There would be no problem doing that at all. I would just take some extra heavy blankets in case you lost power for some crazy reason, just wouldnt rely 100% on them in the event something happened.

These are pricey, but an option as well. I believe truckers use them a lot.

http://cozywinters.com/shop/ew-rvhmp.html


----------



## haroldj

Something else you could try out too is to get one of those silver emergency blankets and put that under your bedding on the outer bunks. They are supposed to reflect like 80% of your body heat back to you, and they are only 2 or 3 dollars a piece, worth a shot.


----------



## eanddrice

We don't usually have a problem with the cold coming up through the mattress as we have a 2" memory foam topper that we use. We had thought about the electric blanket just to get the chill off the sheets before we crawl in. DW is the cold natured one. I don't think i could sleep under an electric blanket for too long with out having to come out from under...LOL!


----------



## sandy

We use to have pop-up campers and I would take an electric blanket with us when we'd go out in October (we live in Iowa & it starts getting cool by then). Went out on Memorial Day weekend one year and it was only in the 50's during the day, the nights were like heaven under that electric blanket!


----------



## antigua

Some of the newer models of popups, I think Jayco is one of, has available electric heat mattress. Plugs right into the wire harness they wire in the trailer. I saw some at an RV show here in Toronto. We have a hybrid too and it does get very cold in there some nights. We're going to buy some electric blankets too.


----------



## kiteri

You can buy the electric heated mattress pads too, if your pop-up didn't come with them:

Amazon.com: Sunbeam Heated Mattress Pad QUEEN Size: Kitchen & Dining

I think that idea is efficient because heat rises. If you have a blanket on top of you and a heated pad under you, I would imagine you would be pretty toasty!

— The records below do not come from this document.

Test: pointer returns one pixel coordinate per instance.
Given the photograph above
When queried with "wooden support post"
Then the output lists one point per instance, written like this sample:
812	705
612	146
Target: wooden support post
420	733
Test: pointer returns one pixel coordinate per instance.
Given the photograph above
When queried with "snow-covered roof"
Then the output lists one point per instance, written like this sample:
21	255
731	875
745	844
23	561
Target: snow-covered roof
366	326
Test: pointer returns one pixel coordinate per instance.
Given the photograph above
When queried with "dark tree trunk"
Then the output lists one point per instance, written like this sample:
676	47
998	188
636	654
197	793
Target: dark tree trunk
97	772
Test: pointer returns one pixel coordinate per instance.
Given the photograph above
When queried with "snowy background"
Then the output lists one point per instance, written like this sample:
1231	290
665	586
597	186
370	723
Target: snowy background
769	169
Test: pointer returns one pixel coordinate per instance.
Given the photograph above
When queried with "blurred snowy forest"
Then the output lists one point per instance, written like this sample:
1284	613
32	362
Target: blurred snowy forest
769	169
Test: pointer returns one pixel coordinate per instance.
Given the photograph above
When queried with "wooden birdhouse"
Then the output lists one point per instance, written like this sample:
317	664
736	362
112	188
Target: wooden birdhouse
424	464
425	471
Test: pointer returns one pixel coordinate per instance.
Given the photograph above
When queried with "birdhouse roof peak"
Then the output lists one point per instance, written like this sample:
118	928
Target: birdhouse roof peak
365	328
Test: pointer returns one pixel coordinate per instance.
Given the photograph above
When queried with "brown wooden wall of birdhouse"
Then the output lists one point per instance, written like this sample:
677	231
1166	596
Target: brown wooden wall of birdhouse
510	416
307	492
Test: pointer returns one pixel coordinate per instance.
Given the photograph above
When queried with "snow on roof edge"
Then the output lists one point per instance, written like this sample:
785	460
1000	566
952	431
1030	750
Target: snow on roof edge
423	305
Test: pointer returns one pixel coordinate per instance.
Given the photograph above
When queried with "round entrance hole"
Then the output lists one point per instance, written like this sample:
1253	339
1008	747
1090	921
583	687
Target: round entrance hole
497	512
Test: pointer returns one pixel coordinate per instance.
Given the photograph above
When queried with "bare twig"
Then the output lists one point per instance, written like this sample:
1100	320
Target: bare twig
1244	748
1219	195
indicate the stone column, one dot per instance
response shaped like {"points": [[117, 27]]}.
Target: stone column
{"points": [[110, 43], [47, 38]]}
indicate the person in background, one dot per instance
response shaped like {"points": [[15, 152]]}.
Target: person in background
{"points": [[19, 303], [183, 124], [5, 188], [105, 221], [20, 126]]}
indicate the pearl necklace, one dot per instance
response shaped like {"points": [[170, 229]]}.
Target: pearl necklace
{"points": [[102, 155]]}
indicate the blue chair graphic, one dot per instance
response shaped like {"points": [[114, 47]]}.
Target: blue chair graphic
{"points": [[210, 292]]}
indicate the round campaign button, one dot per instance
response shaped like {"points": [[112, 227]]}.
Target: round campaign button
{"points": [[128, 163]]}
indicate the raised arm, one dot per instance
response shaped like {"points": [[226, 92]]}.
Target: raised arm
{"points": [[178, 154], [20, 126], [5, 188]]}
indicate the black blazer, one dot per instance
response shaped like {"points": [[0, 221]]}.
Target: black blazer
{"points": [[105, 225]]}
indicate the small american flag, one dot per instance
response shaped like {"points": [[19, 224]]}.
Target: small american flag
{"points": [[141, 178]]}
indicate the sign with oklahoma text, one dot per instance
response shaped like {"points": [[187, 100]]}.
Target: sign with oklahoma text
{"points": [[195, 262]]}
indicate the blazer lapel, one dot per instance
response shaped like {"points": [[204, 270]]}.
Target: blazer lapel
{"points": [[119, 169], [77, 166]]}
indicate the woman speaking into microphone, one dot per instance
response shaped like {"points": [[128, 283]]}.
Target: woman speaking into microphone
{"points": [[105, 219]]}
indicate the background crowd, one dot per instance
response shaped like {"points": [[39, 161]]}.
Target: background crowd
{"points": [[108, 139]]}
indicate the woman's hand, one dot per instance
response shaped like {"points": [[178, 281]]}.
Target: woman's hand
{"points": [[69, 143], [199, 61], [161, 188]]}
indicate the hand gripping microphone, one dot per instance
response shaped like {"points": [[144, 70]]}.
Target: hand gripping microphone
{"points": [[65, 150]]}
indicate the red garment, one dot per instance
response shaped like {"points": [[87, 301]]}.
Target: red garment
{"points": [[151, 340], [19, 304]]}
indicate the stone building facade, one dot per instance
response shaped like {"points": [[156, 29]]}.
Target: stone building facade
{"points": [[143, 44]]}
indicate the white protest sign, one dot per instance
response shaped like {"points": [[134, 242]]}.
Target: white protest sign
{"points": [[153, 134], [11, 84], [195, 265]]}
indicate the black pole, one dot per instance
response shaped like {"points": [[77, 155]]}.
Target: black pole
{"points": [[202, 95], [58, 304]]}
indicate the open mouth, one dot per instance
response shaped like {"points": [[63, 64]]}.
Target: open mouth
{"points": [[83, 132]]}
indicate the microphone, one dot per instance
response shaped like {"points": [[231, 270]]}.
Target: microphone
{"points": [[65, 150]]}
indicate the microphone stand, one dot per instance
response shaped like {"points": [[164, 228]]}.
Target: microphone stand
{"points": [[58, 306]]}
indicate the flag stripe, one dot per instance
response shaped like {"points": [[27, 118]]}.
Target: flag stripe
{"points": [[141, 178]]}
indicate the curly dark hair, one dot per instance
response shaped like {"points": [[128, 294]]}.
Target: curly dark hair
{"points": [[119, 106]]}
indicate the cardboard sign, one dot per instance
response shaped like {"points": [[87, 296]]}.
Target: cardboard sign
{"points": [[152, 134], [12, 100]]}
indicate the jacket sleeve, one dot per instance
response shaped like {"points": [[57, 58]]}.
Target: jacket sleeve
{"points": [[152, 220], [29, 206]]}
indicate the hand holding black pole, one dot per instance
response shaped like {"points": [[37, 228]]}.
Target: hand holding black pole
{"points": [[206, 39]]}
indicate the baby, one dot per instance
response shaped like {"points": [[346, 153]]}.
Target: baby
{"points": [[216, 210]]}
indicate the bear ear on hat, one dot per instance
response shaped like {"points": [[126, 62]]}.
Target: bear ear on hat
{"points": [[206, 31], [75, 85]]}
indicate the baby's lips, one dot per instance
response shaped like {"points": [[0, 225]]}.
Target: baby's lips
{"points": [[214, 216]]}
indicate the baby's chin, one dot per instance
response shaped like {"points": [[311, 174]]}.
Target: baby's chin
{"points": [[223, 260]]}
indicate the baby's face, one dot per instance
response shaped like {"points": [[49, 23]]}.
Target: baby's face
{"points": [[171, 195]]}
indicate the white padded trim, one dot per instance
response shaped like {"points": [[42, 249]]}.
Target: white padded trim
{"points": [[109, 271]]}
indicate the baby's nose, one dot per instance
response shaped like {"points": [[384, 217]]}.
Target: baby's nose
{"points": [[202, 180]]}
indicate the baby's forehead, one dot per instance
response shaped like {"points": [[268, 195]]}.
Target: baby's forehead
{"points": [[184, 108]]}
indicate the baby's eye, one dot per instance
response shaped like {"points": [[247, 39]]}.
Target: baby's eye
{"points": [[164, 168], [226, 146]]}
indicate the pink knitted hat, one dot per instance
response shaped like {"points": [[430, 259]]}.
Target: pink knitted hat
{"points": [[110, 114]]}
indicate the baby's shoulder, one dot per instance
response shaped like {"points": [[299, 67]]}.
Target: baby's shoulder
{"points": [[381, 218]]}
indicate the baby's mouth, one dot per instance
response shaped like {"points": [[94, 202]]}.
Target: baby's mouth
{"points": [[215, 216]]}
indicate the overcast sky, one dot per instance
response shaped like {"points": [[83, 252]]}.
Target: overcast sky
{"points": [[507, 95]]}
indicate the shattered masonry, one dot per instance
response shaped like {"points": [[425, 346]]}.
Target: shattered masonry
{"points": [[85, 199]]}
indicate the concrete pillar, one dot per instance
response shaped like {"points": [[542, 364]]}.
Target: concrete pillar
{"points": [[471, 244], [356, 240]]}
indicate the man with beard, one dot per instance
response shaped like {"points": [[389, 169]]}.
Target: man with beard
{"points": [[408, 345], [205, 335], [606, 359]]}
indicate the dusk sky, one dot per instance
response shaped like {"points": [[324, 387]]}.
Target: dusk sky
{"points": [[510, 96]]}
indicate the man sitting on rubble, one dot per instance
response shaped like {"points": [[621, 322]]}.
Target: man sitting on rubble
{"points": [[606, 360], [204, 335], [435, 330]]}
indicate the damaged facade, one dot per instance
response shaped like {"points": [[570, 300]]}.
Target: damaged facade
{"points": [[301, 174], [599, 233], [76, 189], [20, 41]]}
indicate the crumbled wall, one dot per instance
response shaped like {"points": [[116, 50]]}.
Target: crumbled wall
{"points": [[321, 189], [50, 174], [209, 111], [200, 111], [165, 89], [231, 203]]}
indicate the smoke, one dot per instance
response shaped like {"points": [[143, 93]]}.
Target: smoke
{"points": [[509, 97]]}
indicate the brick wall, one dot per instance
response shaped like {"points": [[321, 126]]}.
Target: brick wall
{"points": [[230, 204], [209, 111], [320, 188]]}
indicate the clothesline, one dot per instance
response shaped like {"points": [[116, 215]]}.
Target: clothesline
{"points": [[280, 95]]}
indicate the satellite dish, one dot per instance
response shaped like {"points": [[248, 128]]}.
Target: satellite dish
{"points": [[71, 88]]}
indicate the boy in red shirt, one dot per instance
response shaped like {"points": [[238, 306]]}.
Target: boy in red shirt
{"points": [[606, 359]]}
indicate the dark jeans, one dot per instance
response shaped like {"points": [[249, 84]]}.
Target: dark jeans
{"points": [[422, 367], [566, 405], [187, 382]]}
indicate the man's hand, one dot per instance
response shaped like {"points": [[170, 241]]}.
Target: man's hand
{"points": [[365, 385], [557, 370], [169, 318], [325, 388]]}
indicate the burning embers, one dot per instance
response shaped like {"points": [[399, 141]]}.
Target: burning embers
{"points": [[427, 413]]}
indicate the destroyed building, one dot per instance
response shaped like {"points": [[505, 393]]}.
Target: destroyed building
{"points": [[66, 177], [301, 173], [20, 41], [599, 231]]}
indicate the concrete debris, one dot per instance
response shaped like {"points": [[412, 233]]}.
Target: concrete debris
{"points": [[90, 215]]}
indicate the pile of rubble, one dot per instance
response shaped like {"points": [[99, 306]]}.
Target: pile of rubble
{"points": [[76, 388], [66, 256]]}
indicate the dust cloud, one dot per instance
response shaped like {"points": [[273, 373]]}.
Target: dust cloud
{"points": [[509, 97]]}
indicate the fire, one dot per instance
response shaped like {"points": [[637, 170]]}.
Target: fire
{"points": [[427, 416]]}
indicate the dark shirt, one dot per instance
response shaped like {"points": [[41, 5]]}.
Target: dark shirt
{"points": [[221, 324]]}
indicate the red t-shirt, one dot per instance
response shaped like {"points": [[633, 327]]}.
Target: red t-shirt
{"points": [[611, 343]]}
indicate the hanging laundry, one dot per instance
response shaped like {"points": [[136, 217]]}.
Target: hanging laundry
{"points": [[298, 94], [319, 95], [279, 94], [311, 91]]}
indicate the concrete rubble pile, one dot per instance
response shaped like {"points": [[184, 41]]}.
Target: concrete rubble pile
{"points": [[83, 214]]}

I bought a twin heated mattress pad for my cot and will have to give you guys a report once I try it.


----------



## wasy

I never leave home without it ! Actually I have switched from the electric blanket to a mattress warmer, much more "comfy". Somehow the cold always came up from the mattress even with a 3" memory foam on it. But I never got rid of the good old electric blankey, it's still on the bed, the wiring is underneath just in case it gets really cold! And the older I get the colder it seems to get. Campground electricity is usually free, propane isn't.


----------



## artmart

The only other caution would be the power rating of the blanket. If it is a 110v plug in type, then you need to know what wattage (number of amps it draws). I had a popup that had only 15 amps of power. This meant when we were using our 1500 watt heater in the rig it was using pretty much all the power and plugging in another heating devices like a blanket would certainly have blown a fuse or circuit breaker.

Be aware of what's running at the same time if you are limited in power.

Same thing with a 12 volt blanket. There are limitations with a rig's battery too and using too much stuff will cause the batteries to drain quicker than with less load.

Functionally speaking an electrical blanket is okay. Power wise you have to be a little careful to ensure you avoid problems.

btw - Wasy's fiver probably has plenty of power and should have no problems with blankets or much of anything especially if it's a 50 amp rig (like mine). When we had our popup, we were much more limited.


----------